From Sola Ojo, Kaduna
The Academic Staff Union of Universities (ASUU), Kaduna State University (KASU), on Thursday, called on the Federal Government to honour the agreement it entered with the union in 2020 to avert a looming industrial action.
Dr Peter Adamu and Mustapha Jumare, Chairman and Secretary ASUU-KASU, respectively, in a statement, decried the worsening conditions of living of an average Nigerian lecturer in the face of ever-rising inflation.
According to them, the slave salaries of lecturers can no longer take them home resulting in most of them are grappling with one form of misery or the other.
The statement t read in part:
“The Union is particularly petrified that after about 13 years, the condition of service in Nigerian universities has remained stagnant without any deliberate effort from the government to review.
“Again, almost 13 months that the December 2020 FGN/ASUU Memorandum of Action (MOA) was signed, the government has partially implemented a few leaving aside the most pressing issues in the agreement.

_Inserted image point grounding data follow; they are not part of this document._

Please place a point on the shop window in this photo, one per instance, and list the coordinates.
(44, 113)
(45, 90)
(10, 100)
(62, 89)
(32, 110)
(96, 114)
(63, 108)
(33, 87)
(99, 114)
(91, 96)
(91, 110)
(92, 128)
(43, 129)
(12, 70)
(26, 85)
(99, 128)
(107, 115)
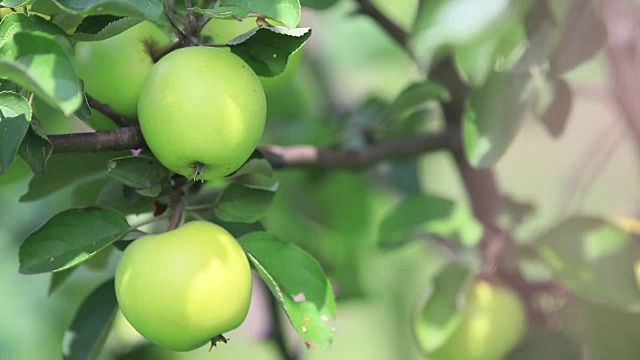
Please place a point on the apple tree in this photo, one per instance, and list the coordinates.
(203, 143)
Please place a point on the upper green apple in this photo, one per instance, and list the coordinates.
(181, 288)
(113, 70)
(202, 112)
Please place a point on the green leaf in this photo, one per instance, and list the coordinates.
(556, 115)
(138, 172)
(69, 238)
(416, 95)
(421, 215)
(267, 49)
(146, 9)
(493, 117)
(15, 115)
(256, 174)
(239, 203)
(35, 149)
(441, 313)
(58, 278)
(91, 324)
(101, 27)
(318, 4)
(65, 169)
(13, 3)
(37, 62)
(297, 281)
(595, 260)
(18, 22)
(84, 111)
(475, 61)
(117, 196)
(441, 23)
(225, 12)
(285, 11)
(582, 36)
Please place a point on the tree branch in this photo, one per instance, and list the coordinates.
(623, 50)
(366, 7)
(311, 156)
(125, 138)
(109, 112)
(279, 156)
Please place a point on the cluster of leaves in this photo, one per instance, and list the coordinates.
(36, 67)
(512, 55)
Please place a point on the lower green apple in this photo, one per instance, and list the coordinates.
(202, 112)
(494, 321)
(182, 288)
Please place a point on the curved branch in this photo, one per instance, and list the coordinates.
(311, 156)
(279, 156)
(125, 138)
(109, 112)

“Worse is the forceful deployment of IPPIS that had grossly mutilated the meagre salaries of our members and placed them almost below the poverty line. The deficiencies of IPPIS and its corrupt tendencies made the union utilize the local content act to create a more sophisticated and efficient platform for the university system.
“As of today, all requirements as prescribed by NITDA has been fulfilled but the government is still foot-dragging on the deployment of UTAS to universities as a payment platform.
“As a matter of national emergency, Government should immediately address the pending issues in the December 2020 MOA to avert an impending strike action.”
The union also cautioned the university commission to desist from indiscriminate issuance of approval for the establishment of additional universities while the existing ones are struggling to survive due to paucity of funds.
“In another twist, the bill to amend the NUC act to stop the proliferation of universities by State government is still lying fallow at the National Assembly. It is said that at this time the government is lamenting the paucity of funds, more universities are being established to assert pressure on the limited resources.
“Nigerians should be worried that State universities, which should serve as an elixir to the provision of university education, are at the brim of total collapse.
“Most of the State universities are neck-deep in crises associated with funding, Earned Academic Allowances (EAA), domestication of the Universities (Miscellaneous Provisions) (Amendment) Act (2003, 2012), pension matters, salary payments and third-party deductions, and overall development of the state universities”, the union added.
It however urged all stakeholders – civil society organisations, students union and well-meaning Nigerians to prevail on this issue to keep Nigerian universities afloat.